Come spiegato anche nelle discussioni online sotto al video, la manovra viene attivata attraverso il sistema TO/GA (Take-Off/Go-Around), che permette ai motori di passare immediatamente alla massima spinta e all’aeromobile di riprendere assetto di salita. Lo scalo partenopeo è noto tra i piloti per la sua complessità operativa, soprattutto quando il vento laterale o in coda riduce i margini di sicurezza.
Atterraggio a Napoli tra testimonianze e dinamiche in cabina
L’episodio ha raccolto anche altre esperienze simili condivise dagli utenti, che hanno raccontato manovre analoghe su rotte diverse. Un passeggero scrive: «Capitato a me da Catania a Roma. Era sera e sull’aeroporto imperversava un temporale violentissimo. A pochissimi metri da terra il pilota decise di riattaccare e dopo aver compiuto un largo giro sulla capitale, al secondo tentativo, l’atterraggio, fortunatamente, riuscì».

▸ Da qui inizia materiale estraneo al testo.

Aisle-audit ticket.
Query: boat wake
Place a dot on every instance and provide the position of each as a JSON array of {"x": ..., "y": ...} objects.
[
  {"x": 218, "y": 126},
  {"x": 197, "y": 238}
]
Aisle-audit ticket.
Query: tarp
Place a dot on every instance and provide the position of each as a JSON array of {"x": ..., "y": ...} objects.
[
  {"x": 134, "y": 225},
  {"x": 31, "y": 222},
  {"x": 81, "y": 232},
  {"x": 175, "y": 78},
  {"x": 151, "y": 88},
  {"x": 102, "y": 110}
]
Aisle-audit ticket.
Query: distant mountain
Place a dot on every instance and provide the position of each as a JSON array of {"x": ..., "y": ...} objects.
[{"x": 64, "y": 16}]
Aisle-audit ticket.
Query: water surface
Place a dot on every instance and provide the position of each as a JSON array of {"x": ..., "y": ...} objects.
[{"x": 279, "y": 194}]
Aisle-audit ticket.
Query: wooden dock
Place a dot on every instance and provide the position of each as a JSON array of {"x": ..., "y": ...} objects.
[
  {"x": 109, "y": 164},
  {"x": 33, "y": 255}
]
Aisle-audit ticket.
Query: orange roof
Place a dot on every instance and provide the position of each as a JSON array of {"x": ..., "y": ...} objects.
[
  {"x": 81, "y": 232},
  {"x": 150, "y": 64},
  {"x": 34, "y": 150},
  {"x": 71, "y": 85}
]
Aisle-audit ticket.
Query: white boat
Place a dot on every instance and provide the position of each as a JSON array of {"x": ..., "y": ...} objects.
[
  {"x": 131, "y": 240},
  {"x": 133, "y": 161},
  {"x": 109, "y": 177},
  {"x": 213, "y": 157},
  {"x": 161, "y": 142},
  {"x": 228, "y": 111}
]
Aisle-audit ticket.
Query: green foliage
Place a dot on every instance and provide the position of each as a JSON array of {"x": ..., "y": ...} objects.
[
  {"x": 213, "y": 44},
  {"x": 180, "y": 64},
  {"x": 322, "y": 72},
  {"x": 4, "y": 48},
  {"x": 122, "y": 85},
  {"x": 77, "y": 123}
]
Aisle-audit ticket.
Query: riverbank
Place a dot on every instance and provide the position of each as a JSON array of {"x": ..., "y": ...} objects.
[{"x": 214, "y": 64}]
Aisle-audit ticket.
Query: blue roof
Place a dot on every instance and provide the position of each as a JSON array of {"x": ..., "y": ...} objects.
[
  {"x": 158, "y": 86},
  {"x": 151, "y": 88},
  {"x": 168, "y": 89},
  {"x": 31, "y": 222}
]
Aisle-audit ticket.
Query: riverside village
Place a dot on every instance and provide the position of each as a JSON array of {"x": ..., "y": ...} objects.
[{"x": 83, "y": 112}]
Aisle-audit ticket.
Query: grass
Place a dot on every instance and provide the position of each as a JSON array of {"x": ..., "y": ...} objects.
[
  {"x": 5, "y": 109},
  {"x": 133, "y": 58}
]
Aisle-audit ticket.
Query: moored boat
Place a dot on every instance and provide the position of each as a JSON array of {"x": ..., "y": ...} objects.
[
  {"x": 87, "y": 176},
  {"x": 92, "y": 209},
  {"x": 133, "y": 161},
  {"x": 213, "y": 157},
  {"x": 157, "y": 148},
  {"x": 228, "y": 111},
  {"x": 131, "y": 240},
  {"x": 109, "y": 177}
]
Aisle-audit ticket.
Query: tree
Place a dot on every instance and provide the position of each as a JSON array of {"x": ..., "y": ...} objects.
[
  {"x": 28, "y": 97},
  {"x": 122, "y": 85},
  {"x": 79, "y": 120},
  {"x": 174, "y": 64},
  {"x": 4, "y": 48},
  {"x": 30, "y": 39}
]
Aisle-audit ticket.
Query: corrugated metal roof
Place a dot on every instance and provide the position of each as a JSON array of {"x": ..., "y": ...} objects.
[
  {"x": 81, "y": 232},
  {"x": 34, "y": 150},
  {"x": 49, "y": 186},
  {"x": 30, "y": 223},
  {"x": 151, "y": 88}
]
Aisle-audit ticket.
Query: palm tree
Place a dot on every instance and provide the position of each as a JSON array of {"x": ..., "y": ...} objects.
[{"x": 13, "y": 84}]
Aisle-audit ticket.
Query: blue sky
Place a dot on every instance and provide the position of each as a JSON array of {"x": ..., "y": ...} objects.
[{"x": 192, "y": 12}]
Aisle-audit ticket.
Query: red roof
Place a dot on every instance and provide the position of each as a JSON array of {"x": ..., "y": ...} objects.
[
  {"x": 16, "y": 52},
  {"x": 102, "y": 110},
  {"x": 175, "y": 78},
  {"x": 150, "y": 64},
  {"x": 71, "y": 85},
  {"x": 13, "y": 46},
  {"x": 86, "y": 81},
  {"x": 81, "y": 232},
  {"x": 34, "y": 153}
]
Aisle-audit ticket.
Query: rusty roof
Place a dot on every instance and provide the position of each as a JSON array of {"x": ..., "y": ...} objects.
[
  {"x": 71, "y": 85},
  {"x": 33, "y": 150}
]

La dinamica ripresa a bordo mostra come il cosiddetto “rimbalzo” percepito dai passeggeri sia in realtà il risultato di un intervento tecnico preciso, adottato quando le condizioni meteo non consentono un contatto sicuro con la pista. In questi casi, la decisione dei piloti segue protocolli rigidamente definiti e addestramento specifico, con l’obiettivo di garantire la sicurezza del volo in ogni fase.